Os dezessete Objetivos de Desenvolvimento Sustentável (ODS), priorizados pela Organização das Nações Unidas (ONU) na Agenda 2030, foram incorporados pelo Governo do Estado de São Paulo no âmbito das diretrizes do PPA 2020-2023 e, desse modo, sinalizam a busca por um desenvolvimento sustentável como propósito das políticas públicas paulistas. A elaboração da Política SP de Museus e Sustentabilidade, conforme proposto pelo Grupo Técnico de Coordenação do Sistema Estadual de Museus de São Paulo (SISEM-SP), instância da Secretaria de Cultura e Economia Criativa subordinada à Unidade de Preservação do Patrimônio Museológico (UPPM), se estrutura no escopo desse alinhamento.

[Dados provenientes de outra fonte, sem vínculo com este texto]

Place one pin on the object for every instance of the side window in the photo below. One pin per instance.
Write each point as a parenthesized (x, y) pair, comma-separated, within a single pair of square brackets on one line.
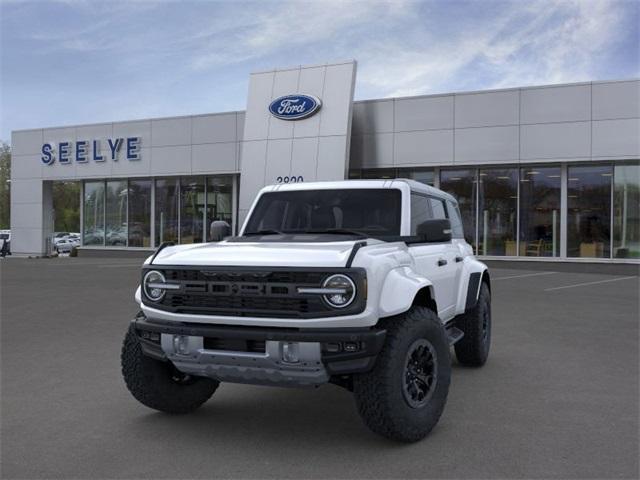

Cabe assinalar que são cinco as diretrizes estratégicas dos ODS mais diretamente vinculadas ao Programa Museus em Conexão, pelo qual a UPPM se insere no orçamento estadual, a saber:

  • Desenvolvimento econômico promovendo o investimento, a inovação, o turismo e a economia criativa;
  • Desenvolvimento social garantindo os direitos individuais e coletivos e promovendo a autonomia plena;
  • Desenvolvimento sustentável preservando o meio ambiente e protegendo a população ante os desastres naturais;
  • Gestão pública moderna e eficiente, comprometida com a qualidade dos serviços públicos, controle de gastos e transparência.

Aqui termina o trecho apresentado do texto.